Il futuro incerto di Patrick Zaki
Su Patrick Zaki si è detto molto in Italia, da quando il 27 enne egiziano, ricercatore all’Università di Bologna, è stato arrestato il 7 febbraio scorso, appena tornato in Egitto per una visita alla famiglia. Quello che forse è meno noto è che Zaki alle presidenziali 2018 in Egitto era stato il manager di un candidato concorrente di Abdel Fattah al-Sisi, l’avvocato Khaled Ali. Candidatura che Ali aveva peraltro spontaneamente ritirato prima delle elezioni, poi vinte proprio da al-Sisi con oltre il 97% dei voti. Khaled Ali è anche noto in Egitto per aver vinto una battaglia giudiziaria contro il governo sulla vendita all’Arabia Saudita di due isole egiziane del Mar Rosso.
Se a questo si aggiunge l’impegno di Patrick Zaki per documentare sul web le violazioni dei diritti umani nel suo Paese, è facile intuire che fosse attentamente monitorato, e non è neppure difficile capire il perché delle imputazioni che gli sono state contestate: fomentare le manifestazioni e il rovesciamento del governo, pubblicare notizie false sui social minando l’ordine pubblico, promuovere l’uso della violenza e istigare al terrorismo.
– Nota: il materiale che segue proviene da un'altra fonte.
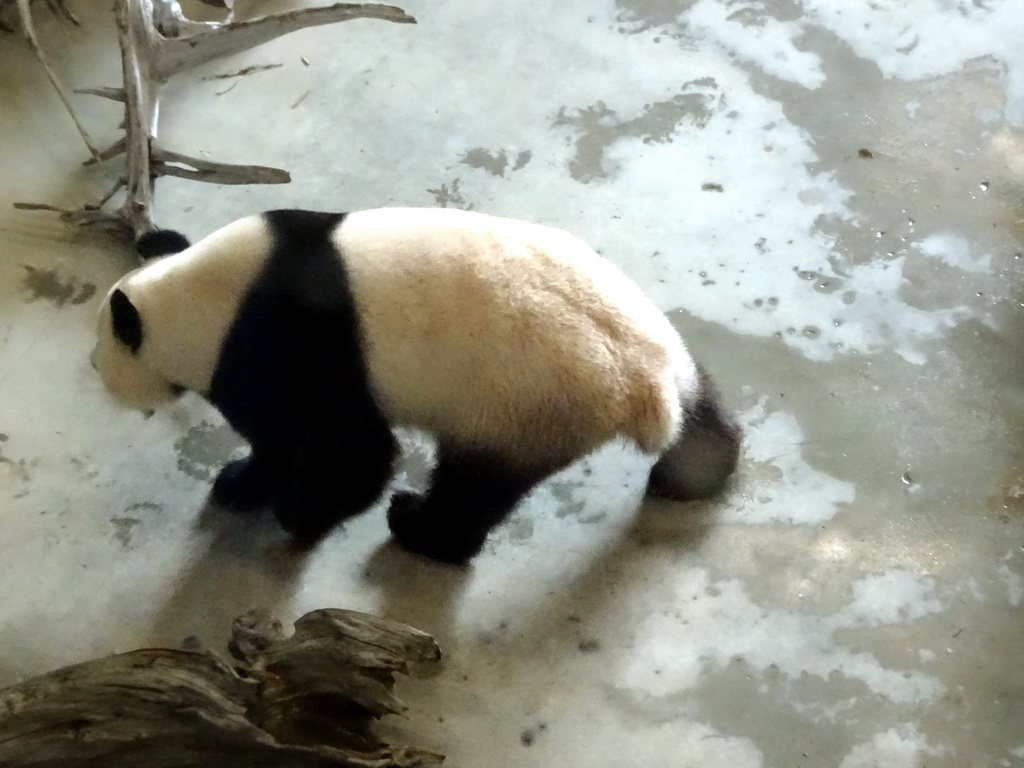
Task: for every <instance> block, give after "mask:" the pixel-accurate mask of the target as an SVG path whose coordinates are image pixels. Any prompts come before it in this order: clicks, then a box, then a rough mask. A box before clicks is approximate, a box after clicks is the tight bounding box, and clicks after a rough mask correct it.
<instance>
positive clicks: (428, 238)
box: [338, 212, 679, 461]
mask: <svg viewBox="0 0 1024 768" xmlns="http://www.w3.org/2000/svg"><path fill="white" fill-rule="evenodd" d="M374 213H375V212H364V213H360V214H353V215H352V216H350V217H349V219H348V220H346V222H345V224H344V225H343V226H342V227H341V232H340V237H339V238H338V246H339V248H340V249H341V250H342V253H343V254H344V260H345V263H346V267H347V270H348V272H349V281H350V284H351V288H352V292H353V296H354V298H355V301H356V304H357V305H358V306H359V317H360V325H361V328H360V331H361V334H362V337H364V348H365V354H366V364H367V369H368V372H369V374H370V379H371V385H372V386H373V387H374V389H375V395H376V397H377V400H378V402H379V404H380V407H381V408H382V410H383V411H384V413H385V415H386V416H387V418H388V419H389V420H391V421H392V423H394V424H399V425H402V424H403V425H411V426H415V427H419V428H422V429H425V430H428V431H430V432H433V433H434V434H436V435H438V436H439V437H441V438H442V439H447V440H450V441H453V442H456V443H461V444H464V445H467V446H472V447H478V449H485V450H487V451H490V452H496V453H498V454H501V455H504V456H505V457H507V458H508V459H510V460H520V459H525V458H528V457H532V458H535V459H537V460H540V461H546V460H550V461H567V460H571V459H572V458H575V457H578V456H581V455H583V454H585V453H588V452H589V451H591V450H593V449H594V447H597V446H598V445H600V444H601V443H603V442H606V441H607V440H610V439H612V438H613V437H615V436H616V435H618V434H623V435H626V436H627V437H630V438H631V439H633V440H634V441H635V442H636V443H637V444H638V445H639V446H640V447H641V449H642V450H644V451H647V452H649V453H657V452H659V451H660V450H663V449H664V447H665V446H667V445H668V444H669V442H671V440H672V439H673V437H674V435H675V432H676V430H677V429H678V425H679V396H678V388H677V386H676V380H677V375H676V371H675V366H676V362H677V354H676V350H675V349H674V348H673V346H674V345H675V344H676V343H677V342H678V337H676V336H675V334H674V332H673V331H672V329H671V327H670V326H668V323H667V322H666V321H665V318H664V316H663V315H660V313H659V312H657V310H656V309H655V308H653V307H652V306H651V305H650V304H649V302H648V301H647V300H646V298H644V297H642V295H641V294H639V290H638V289H636V293H633V292H632V284H629V285H628V286H626V287H623V286H621V285H617V284H618V283H620V282H621V281H623V280H625V279H624V278H622V276H621V275H618V274H616V273H613V272H611V273H609V272H608V271H607V269H606V266H610V265H607V264H606V262H604V261H603V260H601V259H600V258H599V257H598V256H597V255H596V254H593V252H590V251H589V249H586V247H585V246H583V245H582V244H581V243H580V242H579V241H577V240H575V239H572V238H570V236H567V234H565V233H564V232H559V231H558V230H553V229H548V228H546V227H538V226H535V225H525V224H521V223H519V222H506V221H505V220H502V219H493V218H492V217H478V216H469V217H468V218H464V217H452V218H453V223H452V224H447V223H446V222H445V221H443V220H442V221H441V222H440V224H438V223H437V222H438V219H437V218H429V219H423V220H421V221H416V222H415V224H414V225H411V226H408V227H406V228H402V227H401V226H397V227H395V226H394V224H393V223H392V225H391V227H390V228H389V229H388V230H387V231H388V233H389V236H390V237H387V238H382V237H381V236H380V232H381V230H382V229H381V227H380V226H377V225H373V224H374V222H372V221H365V220H364V221H360V219H361V218H362V217H367V216H368V214H374ZM453 213H454V212H453ZM414 219H415V216H414ZM360 223H361V224H365V225H366V226H367V228H366V230H361V229H360V227H359V225H360ZM371 232H373V237H371V236H370V233H371ZM581 251H583V252H581Z"/></svg>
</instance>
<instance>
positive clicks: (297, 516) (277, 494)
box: [273, 423, 398, 545]
mask: <svg viewBox="0 0 1024 768" xmlns="http://www.w3.org/2000/svg"><path fill="white" fill-rule="evenodd" d="M374 427H375V428H367V427H366V425H362V429H360V430H359V431H358V436H359V439H357V440H353V439H351V433H348V434H347V435H346V434H344V433H341V434H340V433H338V432H336V431H334V430H330V431H328V430H325V431H324V432H321V434H319V435H317V436H312V437H310V438H309V439H307V440H305V441H303V443H302V444H300V445H298V446H296V450H295V452H294V454H293V455H292V456H291V457H289V460H288V464H287V469H286V471H285V476H284V478H283V482H282V483H281V485H280V487H279V489H278V494H276V499H275V501H274V505H273V506H274V514H275V516H276V518H278V521H279V522H280V523H281V525H282V527H283V528H285V530H287V531H288V532H289V534H291V535H292V537H294V538H295V539H296V541H297V542H298V543H299V544H302V545H309V544H313V543H315V542H316V541H318V540H319V539H322V538H323V537H324V536H326V535H327V534H328V532H330V530H331V529H332V528H333V527H335V526H336V525H337V524H338V523H340V522H341V521H342V520H345V519H346V518H348V517H351V516H353V515H356V514H358V513H360V512H362V511H365V510H366V509H367V508H368V507H370V506H372V505H373V504H374V502H376V501H377V500H378V499H380V497H381V495H382V494H383V493H384V488H385V487H386V486H387V483H388V481H389V480H390V479H391V475H392V472H393V469H394V461H395V458H396V457H397V455H398V444H397V441H396V440H395V439H394V435H393V434H392V433H391V430H390V429H389V428H388V427H387V425H385V424H383V423H381V424H376V425H374ZM346 438H347V439H346Z"/></svg>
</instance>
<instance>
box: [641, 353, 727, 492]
mask: <svg viewBox="0 0 1024 768" xmlns="http://www.w3.org/2000/svg"><path fill="white" fill-rule="evenodd" d="M697 375H698V388H697V392H696V396H695V397H694V398H693V399H692V400H690V401H685V402H683V403H682V404H683V412H684V414H685V416H684V420H683V426H682V429H681V430H680V436H679V437H678V438H677V439H676V441H675V442H674V443H673V444H672V445H671V446H669V450H668V451H666V452H665V454H663V455H662V457H660V458H659V459H658V461H657V463H656V464H655V465H654V466H653V467H652V468H651V472H650V481H649V483H648V486H647V493H648V494H649V495H650V496H655V497H662V498H665V499H671V500H675V501H693V500H696V499H707V498H709V497H711V496H714V495H715V494H718V493H719V492H721V490H722V489H723V488H724V487H725V486H726V484H727V482H728V480H729V477H730V476H731V475H732V473H733V472H734V471H735V469H736V464H737V462H738V460H739V452H740V443H741V440H742V431H741V429H740V427H739V424H738V423H737V422H736V419H735V418H734V417H733V416H732V414H730V413H729V412H728V411H727V410H726V409H725V406H723V403H722V397H721V395H720V394H719V391H718V388H717V387H716V386H715V383H714V382H713V381H712V379H711V377H710V376H709V375H708V373H707V372H706V371H705V370H703V369H702V368H700V367H697Z"/></svg>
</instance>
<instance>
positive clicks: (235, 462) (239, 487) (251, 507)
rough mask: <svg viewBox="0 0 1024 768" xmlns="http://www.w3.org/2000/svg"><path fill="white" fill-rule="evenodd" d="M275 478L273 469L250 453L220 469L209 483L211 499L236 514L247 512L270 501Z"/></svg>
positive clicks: (260, 458) (275, 471)
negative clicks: (216, 473)
mask: <svg viewBox="0 0 1024 768" xmlns="http://www.w3.org/2000/svg"><path fill="white" fill-rule="evenodd" d="M276 477H278V473H276V471H275V468H274V467H272V466H270V465H269V464H268V463H267V462H265V461H263V460H261V457H260V456H259V455H258V454H256V453H255V452H254V453H253V454H252V455H250V456H247V457H246V458H244V459H237V460H236V461H232V462H229V463H228V464H227V465H225V466H224V468H223V469H221V470H220V473H219V474H218V475H217V479H216V480H214V482H213V500H214V502H216V503H217V504H218V505H220V506H221V507H225V508H227V509H232V510H234V511H237V512H251V511H253V510H255V509H257V508H258V507H262V506H263V505H264V504H267V503H268V502H269V501H270V500H271V498H272V497H273V492H274V485H275V483H276Z"/></svg>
Dopo le reazioni a Bologna e in Italia al suo arresto, la campagna ufficiosa contro Zaki sta diventando in Egitto decisamente molto pericolosa: in un programma televisivo di qualche giorno fa, un noto giornalista vicino al regime avrebbe insinuato che Zaki è andato a Bologna a fare un master sull’omosessualità e che collabora con il rappresentante di un’associazione di omosessuali, che a sua volta è stato fermato dalla polizia perché voleva rovesciare il governo, aderiva ai Fratelli Musulmani ed era finanziato dal Qatar. Insinuazioni, ma quanto basta per andare oltre i diritti umani secondo una logica inesorabile che raccoglie sempre e dovunque molti adepti fra gli uomini.
Ma forse vincerà l’opinione pubblica, se continuerà a sostenere la liberazione di Patrick Zaki. Siamo in molti a sperarlo.